We have 4 agents – 3 antibody-based therapies and 1 tyrosine kinase inhibitor – for HER2-positive diseases. HER2 status is an established selection biomarker for anti-HER2 therapy; however, it is also evident that some tumors show resistance to the treatment, particularly in the HER2-positive and HR-positive subpopulation. We need to definitely subclassify this particular disease with new biomarkers such as gene signatures and miRNA signatures. Furthermore, it seems that trastuzumab emtansine (TDM-1) is capable of reducing toxicity effects, such as neutropenia and alopecia, and therefore TDM-1–containing anti-HER2 therapy alone might be a possible option as first-line therapy (10).

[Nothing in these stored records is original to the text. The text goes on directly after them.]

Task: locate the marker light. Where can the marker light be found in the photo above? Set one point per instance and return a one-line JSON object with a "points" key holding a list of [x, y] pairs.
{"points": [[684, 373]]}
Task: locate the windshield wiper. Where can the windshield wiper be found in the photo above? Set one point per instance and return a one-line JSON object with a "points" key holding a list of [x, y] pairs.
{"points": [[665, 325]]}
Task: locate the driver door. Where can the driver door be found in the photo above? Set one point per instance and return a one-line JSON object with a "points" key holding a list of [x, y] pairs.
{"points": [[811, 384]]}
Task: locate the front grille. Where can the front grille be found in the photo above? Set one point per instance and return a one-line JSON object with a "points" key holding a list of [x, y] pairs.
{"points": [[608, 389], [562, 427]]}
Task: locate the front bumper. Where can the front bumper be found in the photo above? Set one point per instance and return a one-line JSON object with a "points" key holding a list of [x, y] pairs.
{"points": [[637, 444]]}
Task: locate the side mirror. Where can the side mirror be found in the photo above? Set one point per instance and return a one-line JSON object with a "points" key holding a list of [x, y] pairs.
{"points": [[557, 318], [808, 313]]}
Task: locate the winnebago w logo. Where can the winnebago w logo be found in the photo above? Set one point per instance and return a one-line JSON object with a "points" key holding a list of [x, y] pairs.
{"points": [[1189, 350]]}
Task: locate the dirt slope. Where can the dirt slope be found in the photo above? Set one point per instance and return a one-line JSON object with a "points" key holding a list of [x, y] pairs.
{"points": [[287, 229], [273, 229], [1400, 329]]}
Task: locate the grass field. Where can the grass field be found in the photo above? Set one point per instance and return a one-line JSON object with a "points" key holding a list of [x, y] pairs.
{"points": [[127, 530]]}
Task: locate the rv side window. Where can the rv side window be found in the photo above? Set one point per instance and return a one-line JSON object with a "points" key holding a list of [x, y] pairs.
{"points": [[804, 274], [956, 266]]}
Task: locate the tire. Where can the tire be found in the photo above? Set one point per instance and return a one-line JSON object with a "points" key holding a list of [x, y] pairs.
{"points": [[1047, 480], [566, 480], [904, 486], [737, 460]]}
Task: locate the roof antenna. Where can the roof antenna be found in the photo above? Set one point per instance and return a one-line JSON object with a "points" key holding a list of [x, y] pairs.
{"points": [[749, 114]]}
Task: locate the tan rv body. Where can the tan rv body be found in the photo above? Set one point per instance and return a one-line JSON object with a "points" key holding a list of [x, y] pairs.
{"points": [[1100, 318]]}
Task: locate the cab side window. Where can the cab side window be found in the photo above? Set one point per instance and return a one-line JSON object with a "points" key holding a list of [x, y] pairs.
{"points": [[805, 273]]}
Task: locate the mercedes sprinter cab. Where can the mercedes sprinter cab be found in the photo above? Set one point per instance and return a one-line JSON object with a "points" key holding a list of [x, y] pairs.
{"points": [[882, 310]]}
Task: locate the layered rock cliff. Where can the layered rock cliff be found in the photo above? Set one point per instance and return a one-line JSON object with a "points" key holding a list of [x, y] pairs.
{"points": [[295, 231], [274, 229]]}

It is known that triple-negative disease contains multiple sub-subtypes. Basal type tumors often carry the p53 mutation and various chromosomal mutations (1). At the present time, except for a subgroup having the BRCA mutation, chemotherapy is the only therapeutic option. It would be reasonable to investigate further any biomarkers predicting chemotherapy responses, such as multidrug transporter pumps, platinum-associated markers, variations in microtubules, alteration in intracellular metabolisms, proportion of stem-like cancer cells and immune responses in the tumor microenvironment. Because a variety of new agents are being developed for triple-negative disease, a new therapeutic strategy could be studied in various combinations to enhance those sensitivities synergistically.

Conclusion

In conclusion, a biomarker-driven and response-guided approach has been incorporated into breast cancer treatment particularly in neoadjuvant settings. Switching of drug treatments to a different class of agent may contribute to improved clinical outcomes in a resistant population. This strategy will be useful for developing new therapeutics and overcoming resistance. Postoperative adjuvant trials for non-pCR cases have also been conducted recently (3). Obviously, it is warranted that we explore the relationships between short-term response and long-term outcomes further and develop new biomarkers, not only for novel therapeutics, but also for conventional ones. Development of new imaging tools is also necessary for assessing the tumor response more quickly and more appropriately. The combination of biomarkers and imaging, well balanced, should lead to identifying a pathway for developing a novel therapy system.